Early 1970s movie mutates into ninja and samurai VHS release
It starts with the most "who cares?" plot in the history of martial arts movies. A fighter has stolen another man's fiancée and a hero appears to make it all right. Thankfully, we quickly move on to something about everybody wanting revenge and a book. A girl is out for revenge and our hero wants that book. He returns in a scene where he uses his chiropractor skills to heal an injured street performer. The girl, a monk, and another guy join forces to get hero Tiger. He is able to fight them off and deliver a baby at the same time.
I have been watching every martial arts movie ever made in chronological order from 1967 to today. Just a few minutes into this movie I had a very hard time believing the movie was made in 1971 in Taiwan. It opens with all the cheese of any Alexander Lo Rei movie from 1984. The only thing missing are the gold lame suits. The Ocean Shores label displays a 1986 copyright but that is when the original movie was dubbed in English and transferred to VHS. HKMDB has 2/25/1971 as the date of theatrical run. Taiwan produced some of the worst movies ever to have "ninja" or "samurai" in the title (the VHS title that is) and that was in the early 1980s not the early 1970s.

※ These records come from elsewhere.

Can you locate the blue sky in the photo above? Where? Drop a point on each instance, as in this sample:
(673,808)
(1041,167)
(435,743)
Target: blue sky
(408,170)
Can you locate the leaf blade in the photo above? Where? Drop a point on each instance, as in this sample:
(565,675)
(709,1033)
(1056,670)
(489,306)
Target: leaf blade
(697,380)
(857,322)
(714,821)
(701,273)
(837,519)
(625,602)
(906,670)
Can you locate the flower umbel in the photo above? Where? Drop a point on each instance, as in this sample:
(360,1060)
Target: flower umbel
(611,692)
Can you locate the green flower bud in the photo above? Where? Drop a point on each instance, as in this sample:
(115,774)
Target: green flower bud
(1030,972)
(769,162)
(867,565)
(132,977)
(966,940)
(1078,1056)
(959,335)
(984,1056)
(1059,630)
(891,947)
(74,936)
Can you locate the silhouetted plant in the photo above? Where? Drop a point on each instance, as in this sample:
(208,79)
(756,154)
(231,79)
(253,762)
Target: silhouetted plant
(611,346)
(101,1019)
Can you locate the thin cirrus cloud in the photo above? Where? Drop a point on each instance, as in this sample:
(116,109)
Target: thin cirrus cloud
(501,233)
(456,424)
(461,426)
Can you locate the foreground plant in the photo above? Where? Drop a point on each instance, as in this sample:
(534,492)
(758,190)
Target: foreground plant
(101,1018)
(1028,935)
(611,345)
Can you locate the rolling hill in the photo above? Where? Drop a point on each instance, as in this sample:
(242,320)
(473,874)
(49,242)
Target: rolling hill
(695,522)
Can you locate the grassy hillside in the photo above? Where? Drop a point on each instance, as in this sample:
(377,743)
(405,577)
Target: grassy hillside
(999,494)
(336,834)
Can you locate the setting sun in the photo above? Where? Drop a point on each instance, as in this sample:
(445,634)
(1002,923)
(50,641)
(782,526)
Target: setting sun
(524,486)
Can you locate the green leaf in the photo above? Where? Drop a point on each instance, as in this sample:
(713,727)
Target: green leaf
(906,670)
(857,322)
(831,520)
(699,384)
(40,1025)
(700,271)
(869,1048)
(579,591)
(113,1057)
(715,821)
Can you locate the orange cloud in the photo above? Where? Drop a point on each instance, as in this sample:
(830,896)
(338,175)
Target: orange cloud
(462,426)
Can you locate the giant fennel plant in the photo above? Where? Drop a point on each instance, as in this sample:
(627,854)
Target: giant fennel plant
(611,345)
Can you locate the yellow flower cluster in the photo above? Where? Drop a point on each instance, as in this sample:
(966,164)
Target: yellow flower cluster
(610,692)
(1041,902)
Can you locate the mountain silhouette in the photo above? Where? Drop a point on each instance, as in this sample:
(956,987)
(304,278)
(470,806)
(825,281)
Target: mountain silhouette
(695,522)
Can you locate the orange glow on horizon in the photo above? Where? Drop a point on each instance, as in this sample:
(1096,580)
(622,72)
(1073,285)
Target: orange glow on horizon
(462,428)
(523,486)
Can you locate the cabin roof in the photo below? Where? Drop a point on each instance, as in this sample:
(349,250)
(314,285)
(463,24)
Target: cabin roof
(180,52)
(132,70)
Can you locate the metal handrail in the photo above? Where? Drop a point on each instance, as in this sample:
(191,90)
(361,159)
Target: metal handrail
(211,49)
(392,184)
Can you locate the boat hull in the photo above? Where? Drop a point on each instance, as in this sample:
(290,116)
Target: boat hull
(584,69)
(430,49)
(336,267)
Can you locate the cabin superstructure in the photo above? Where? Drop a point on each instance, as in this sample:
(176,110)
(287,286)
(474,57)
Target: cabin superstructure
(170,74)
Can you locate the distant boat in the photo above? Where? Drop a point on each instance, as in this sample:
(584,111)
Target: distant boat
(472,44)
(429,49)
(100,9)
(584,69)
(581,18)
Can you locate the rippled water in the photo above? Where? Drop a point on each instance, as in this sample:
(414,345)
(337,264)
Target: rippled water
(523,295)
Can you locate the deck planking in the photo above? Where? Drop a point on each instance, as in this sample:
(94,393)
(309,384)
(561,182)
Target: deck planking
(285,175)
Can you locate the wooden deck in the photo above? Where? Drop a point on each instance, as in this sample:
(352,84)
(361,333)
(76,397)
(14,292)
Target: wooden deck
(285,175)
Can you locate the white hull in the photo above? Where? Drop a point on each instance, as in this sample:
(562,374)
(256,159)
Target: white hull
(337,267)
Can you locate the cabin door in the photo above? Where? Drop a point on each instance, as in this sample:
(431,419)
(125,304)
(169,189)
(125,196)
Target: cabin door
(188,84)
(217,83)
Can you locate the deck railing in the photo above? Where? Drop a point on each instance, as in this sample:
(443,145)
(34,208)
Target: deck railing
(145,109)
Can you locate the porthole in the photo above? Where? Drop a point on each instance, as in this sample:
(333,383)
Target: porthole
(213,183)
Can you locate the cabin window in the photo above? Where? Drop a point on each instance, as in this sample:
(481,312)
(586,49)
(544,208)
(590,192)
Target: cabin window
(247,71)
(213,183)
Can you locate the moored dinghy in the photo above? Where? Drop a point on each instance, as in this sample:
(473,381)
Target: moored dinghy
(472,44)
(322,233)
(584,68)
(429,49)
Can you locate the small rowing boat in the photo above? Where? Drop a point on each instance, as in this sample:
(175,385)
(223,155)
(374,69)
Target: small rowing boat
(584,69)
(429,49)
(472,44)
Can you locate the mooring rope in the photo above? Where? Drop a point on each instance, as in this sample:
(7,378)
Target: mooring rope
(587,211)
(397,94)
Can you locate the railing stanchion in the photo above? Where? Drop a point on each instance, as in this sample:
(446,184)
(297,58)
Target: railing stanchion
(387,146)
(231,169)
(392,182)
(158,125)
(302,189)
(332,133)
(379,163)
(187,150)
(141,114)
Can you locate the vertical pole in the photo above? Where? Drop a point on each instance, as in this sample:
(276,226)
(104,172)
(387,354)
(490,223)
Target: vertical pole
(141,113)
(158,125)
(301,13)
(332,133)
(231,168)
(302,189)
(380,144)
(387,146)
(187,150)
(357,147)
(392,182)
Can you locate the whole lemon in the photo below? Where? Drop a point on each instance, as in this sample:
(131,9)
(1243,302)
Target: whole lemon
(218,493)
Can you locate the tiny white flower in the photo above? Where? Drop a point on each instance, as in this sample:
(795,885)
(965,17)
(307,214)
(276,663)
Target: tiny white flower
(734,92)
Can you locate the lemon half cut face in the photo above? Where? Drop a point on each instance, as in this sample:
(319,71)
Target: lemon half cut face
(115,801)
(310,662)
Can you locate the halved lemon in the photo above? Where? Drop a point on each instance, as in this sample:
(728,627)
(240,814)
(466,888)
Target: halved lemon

I think this movie is a great example of how dubbing and background music can change the entire movie. The background music is typical of the late 1970s movies with John Liu. I am sure the words "samurai" and "ninja" never were spoken in the original film. The acting is never more than a look of surprise. The fight choreography is "a sword swings" then an abrupt cut to stunt men flying off in every direction. There is plenty of wire work and little effort was spent to hide the wires.
The movie is only suitable viewing for the most hard core fan. As a hard core fan I watched it once and I am sure I will never watch it again. I cannot recommend it and rate it below average.